# Fingerprint to Zone Classification
## Introduction
The problem is classification of zone which a user is currently placed in based on some reveiced signals from her mobile phone by the installed sensors (nodes). In this documentation, the designed solution, developed python code, additional notes and analysis and also the results and plots for the problem are given.

To solve the problem at first the data should be read from the input file. Also a solution to store and load data in pickle format is provided.

The next step is preparing the data for the classification. So data should be divided to separated parts (train & test). Data normalization and also feature reduction has been done in this section. Also some primary analysis on data have been done which can provide insight through it and planning a better strategy to tackle the problem. 
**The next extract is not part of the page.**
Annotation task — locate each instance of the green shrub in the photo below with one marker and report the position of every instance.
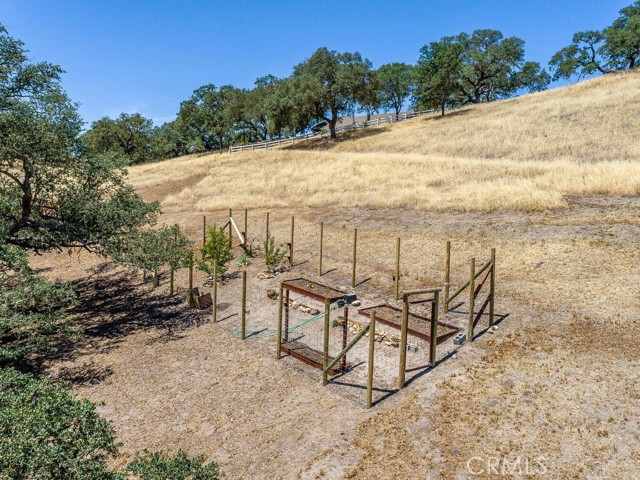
(162, 466)
(215, 249)
(45, 433)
Based on the properties of the problem and the dataset, three classifiers (Ransom forest, KNN, and SVM) were selected to be test as classifiers. For each classifier, at first multiple parameters of its model was fitted using cross validation on the train data. Afterwards the trained model of classifier were run on the test data and their prediction accuracy was calculated

At the end, the Results of running each algorithm on the data set(full data set and subsamplee of 100000 random selected rows), discussion and some proposals for further works on the problem is given.
![image%20store%20good.jpg](attachment:image%20store%20good.jpg)

## Reading the Input
To solve the problem at first the data should be read from the input file. Also a solution to store and load data in pickle format is provided.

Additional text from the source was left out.